Kubernetes Object mnemonic list

ConfigMaps

  • $ kubectl create configmap fortune-config --from-literal=sleep-interval=25. Using the command line, this will create the fortune-config ConfigMap which contains the key sleep-interval with a value of 25.

  • $ kubectl create configmap my-config --from-file=/path/to/dir creates a ConfigMap named my-config with keys and values from the files in the directory.

  • $ kubectl create configmap my-config --from-file=config-file.conf stores the content of the file config-file.conf under the key config-file.conf.

  • $ kubectl delete config-map fortune-config to delete the fortune-config config map. You can use $ kubectl get cm to display all config maps in the system and describe them to list the key value pairs in the config map.

Secrets Easy to Forget

  • $ kubectl create secret generic fortune-https --from-file=./fortune-secrets/ to create secrets from the files in the fortune-secrets folder.

  • $ kubectl create secret generic <secret-name> --from-literal=<key>=<value> to create secret key value pairs from the command line.

  • $ echo -n 'password' | base64 will convert the text password to base64 format that can be put into a secrets declaration yaml file. Use $ echo -n cGFzc3dvcmQ= | base64 --decode to decode the value.

Service Accounts

  • $ kubectl create serviceaccount dashboard-sa will create a new service account in the cluster called dashboard-sa. This account can be used to access Kubernetes functions.

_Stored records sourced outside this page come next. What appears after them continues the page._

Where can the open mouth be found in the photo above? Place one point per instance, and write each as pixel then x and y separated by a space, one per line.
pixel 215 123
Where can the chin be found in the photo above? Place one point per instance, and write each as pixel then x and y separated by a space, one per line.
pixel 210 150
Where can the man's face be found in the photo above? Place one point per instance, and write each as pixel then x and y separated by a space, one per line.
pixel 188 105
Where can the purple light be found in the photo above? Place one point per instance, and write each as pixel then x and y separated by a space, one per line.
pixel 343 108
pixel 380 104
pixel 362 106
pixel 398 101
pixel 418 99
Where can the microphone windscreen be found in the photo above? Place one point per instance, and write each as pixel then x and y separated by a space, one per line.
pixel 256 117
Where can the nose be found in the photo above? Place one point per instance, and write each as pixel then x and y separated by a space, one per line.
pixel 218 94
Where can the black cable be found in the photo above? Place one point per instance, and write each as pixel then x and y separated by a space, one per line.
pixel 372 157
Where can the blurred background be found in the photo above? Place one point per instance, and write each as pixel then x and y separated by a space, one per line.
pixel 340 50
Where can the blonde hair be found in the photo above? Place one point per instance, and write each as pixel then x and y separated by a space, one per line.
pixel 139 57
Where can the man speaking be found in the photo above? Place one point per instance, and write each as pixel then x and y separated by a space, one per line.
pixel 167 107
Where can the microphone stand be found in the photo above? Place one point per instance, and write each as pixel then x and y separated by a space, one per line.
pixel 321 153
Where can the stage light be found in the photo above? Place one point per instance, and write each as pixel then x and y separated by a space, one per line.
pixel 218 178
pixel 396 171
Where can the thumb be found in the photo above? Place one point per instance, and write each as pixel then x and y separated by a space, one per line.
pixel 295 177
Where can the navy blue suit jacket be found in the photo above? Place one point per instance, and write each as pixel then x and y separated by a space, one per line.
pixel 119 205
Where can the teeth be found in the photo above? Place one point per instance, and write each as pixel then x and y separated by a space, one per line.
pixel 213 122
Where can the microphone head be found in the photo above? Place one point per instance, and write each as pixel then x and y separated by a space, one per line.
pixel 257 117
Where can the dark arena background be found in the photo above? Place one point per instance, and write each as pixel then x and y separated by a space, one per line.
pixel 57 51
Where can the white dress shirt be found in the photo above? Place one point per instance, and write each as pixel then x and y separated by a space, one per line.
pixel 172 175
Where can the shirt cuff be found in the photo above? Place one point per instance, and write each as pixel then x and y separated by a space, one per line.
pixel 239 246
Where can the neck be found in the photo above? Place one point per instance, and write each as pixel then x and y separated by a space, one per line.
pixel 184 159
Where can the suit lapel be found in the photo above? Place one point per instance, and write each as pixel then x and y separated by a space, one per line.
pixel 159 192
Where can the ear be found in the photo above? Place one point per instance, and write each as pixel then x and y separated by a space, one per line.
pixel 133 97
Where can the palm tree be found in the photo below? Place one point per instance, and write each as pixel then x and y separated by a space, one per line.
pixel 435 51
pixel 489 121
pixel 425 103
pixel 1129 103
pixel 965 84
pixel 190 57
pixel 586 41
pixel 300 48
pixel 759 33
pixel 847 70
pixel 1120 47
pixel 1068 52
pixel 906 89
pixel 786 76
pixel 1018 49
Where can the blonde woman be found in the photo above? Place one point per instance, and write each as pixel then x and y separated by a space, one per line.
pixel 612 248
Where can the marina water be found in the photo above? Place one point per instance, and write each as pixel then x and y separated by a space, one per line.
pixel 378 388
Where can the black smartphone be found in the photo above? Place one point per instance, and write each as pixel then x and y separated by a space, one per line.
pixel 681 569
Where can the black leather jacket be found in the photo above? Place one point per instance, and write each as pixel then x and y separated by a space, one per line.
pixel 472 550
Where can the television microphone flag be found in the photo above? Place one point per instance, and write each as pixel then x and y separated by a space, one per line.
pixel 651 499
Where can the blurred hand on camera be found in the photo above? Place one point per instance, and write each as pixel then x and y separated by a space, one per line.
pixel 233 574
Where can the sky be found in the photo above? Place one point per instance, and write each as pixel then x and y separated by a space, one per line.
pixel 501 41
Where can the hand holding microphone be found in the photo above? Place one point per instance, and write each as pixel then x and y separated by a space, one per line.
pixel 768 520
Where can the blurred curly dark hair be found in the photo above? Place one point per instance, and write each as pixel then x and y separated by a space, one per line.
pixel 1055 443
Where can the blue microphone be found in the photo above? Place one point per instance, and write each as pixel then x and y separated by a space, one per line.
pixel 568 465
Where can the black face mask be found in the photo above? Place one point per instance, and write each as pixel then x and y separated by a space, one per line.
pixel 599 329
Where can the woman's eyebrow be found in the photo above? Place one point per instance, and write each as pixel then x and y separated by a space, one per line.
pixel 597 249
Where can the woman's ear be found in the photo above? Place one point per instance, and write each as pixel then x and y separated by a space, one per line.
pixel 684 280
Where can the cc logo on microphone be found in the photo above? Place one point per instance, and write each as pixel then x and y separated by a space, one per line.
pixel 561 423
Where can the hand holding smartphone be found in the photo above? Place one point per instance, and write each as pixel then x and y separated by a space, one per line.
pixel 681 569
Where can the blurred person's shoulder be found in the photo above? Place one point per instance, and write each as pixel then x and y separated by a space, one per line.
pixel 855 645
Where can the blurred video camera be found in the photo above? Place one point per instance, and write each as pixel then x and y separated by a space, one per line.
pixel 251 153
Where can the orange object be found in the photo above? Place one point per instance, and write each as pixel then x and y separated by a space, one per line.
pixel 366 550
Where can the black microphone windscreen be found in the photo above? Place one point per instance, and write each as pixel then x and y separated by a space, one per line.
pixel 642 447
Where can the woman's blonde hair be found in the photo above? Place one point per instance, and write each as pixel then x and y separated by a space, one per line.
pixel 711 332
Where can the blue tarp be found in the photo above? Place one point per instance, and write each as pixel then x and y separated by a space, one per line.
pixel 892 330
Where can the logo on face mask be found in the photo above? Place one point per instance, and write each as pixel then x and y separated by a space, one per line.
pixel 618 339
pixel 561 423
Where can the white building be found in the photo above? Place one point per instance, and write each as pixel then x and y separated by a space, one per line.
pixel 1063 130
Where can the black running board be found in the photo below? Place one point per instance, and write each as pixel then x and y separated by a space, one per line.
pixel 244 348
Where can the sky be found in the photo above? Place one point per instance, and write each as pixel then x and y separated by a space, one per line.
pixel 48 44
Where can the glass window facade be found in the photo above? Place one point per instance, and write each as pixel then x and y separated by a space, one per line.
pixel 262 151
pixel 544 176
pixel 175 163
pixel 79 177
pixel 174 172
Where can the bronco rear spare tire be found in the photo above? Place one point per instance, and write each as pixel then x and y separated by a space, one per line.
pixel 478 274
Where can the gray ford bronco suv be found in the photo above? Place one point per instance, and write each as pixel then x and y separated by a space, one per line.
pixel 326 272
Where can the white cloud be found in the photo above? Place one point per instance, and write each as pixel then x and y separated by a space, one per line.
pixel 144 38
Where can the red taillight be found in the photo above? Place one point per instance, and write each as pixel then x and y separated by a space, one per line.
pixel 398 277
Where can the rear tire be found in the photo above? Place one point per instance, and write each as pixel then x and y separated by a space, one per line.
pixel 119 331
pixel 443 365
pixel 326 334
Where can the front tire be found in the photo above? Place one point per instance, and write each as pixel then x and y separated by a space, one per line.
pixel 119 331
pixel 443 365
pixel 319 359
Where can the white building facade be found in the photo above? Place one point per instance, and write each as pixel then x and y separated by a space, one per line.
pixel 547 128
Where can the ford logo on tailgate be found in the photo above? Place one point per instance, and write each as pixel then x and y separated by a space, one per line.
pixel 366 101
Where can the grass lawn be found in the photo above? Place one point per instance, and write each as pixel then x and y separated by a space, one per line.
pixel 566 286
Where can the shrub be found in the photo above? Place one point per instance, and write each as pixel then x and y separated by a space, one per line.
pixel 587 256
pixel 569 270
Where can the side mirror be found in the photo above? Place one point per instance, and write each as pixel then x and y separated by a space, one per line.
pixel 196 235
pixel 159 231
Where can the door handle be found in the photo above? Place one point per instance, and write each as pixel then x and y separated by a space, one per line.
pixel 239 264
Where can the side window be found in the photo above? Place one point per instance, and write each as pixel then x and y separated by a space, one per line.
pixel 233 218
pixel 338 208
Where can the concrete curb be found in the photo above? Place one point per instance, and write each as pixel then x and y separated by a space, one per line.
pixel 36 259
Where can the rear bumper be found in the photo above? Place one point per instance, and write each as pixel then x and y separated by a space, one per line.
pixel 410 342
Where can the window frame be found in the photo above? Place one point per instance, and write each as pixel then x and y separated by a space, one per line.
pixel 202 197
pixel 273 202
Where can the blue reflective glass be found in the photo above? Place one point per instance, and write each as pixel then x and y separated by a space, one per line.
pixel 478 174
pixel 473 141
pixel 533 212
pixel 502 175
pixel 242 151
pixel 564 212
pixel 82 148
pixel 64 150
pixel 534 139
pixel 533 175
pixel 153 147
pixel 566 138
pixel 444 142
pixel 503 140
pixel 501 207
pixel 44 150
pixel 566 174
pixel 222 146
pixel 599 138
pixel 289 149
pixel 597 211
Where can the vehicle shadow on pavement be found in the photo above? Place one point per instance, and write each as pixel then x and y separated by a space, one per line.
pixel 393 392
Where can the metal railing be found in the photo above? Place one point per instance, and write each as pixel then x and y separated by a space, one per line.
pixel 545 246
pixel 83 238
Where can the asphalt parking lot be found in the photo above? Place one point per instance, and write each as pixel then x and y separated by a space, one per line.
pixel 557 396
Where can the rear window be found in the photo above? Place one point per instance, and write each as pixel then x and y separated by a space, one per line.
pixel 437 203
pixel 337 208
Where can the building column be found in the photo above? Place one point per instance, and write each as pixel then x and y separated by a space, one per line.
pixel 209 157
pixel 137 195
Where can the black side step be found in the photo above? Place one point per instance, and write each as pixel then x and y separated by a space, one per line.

  • $ kubectl get serviceaccount will display the list of service accounts in the cluster.

  • $ kubectl describe serviceaccount dashboard-sa will display details of the newly created dahsboard-sa service account. It displays the following output.

    Name:                 dashboard-sa
    Namespace:            default
    Labels:               <none>
    Annotations:          <none>
    Image pull secrets:   <none>
    Mountable secrets:    dashboard-sa-token-kbbdm
    Tokens:               dashboard-sa-token-kbbdm
    Events:               <none>
    
  • $ kubectl describe secret dashboard-sa-token-kbbdm will display the details of this token used to authenticate and access the api-server.

Taints & Tollerations

  • $ kubectl taint nodes <node-name> key=value:NoSchedule to mark a node as tainted with the NoSchedule effect. The other effects available are PreferNoSchedule and NoExecute.

  • $ kubectl taint nodes <node-name> key=value:NoSchedule- to remove the taint from the node.

  • To display the taint on a node, use $ kubectl describe node <node_name> | less and look for the Taints: section.